DC: Bishop Harry Jackson Files Suit To Force Vote On Marriage

Maryland-based carpetbagger Bishop Harry Jackson and seven co-plaintiffs have filed a suit in DC Superior Court in order to force Washington residents into a public vote on marriage equality. Jackson's action comes after DC's Board of Elections and Ethics refused to allow a ballot on the issue.
In the 15-page filing, Jackson and his seven co-petitioners argue that the city's ordinances gives residents the same lawmaking power as the council, except for appropriations. "The people of D.C. have a right to vote on the definition of marriage," said Austin R. Nimocks, senior legal counsel for the Alliance Defense Fund, the conservative legal group representing Jackson. "The D.C. Charter guarantees the people the right to vote, and the council cannot amend the charter for any reason, much less to deny citizens the right to vote."
Meanwhile DC Mayor Adrian Fenty and City Councilman Vincent Gray were called before a U.S. House committee, where anti-gay congress members interrogated them on their refusal to allow a popular vote on civil rights.
Rep.
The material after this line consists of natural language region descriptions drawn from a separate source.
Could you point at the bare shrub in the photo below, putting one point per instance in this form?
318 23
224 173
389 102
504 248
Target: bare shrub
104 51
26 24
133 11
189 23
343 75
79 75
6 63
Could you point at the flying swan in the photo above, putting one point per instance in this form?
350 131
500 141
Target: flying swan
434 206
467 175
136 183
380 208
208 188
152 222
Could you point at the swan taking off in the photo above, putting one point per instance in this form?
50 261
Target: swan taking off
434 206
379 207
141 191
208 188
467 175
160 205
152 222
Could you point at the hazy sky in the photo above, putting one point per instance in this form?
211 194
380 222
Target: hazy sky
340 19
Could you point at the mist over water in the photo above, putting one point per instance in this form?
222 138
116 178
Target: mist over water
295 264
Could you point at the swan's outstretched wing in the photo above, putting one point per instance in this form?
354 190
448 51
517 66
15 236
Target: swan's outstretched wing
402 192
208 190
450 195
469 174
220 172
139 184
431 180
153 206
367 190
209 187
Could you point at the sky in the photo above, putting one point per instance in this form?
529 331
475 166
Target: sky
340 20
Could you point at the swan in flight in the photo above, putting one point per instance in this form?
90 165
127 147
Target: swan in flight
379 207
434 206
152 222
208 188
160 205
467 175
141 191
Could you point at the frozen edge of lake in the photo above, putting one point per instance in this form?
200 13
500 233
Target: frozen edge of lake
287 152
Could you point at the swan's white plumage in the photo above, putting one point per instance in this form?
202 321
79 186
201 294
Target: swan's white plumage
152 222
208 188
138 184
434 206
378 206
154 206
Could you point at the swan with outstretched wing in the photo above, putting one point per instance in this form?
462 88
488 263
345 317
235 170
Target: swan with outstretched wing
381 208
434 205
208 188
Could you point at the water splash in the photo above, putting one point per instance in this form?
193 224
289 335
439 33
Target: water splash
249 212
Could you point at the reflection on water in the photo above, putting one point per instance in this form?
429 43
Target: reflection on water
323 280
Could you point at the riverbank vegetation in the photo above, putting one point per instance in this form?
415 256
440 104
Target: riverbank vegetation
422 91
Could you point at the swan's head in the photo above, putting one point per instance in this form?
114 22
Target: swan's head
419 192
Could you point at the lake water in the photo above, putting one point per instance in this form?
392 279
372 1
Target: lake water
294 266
Jason Chaffetz (Utah), the ranking member of the subcommittee that has oversight over District laws, noted that voters in 31 states have rejected same-sex marriage. "I'm disappointed the people are not getting an opportunity to vote on this issue," Chaffetz said. Fenty responded that he stands by the board's opinion, which said city code prohibits a public vote on a matter protected under the Human Rights Act. "The voters of the District of Columbia have elected a fabulous council to make those decisions," Fenty said. Later, Rep. Brian P. Bilbray noted that his home state of California allowed its residents to vote on that state's same-sex marriage law, which they overturned. He then asked Fenty what he should tell his constituents about the District's decision not to give its residents the same right. "What you can say," Fenty responded, "is the people of the District of Columbia have a different set of laws."
Despite all of the above, backers are optimistic that the bill will become law without a public vote.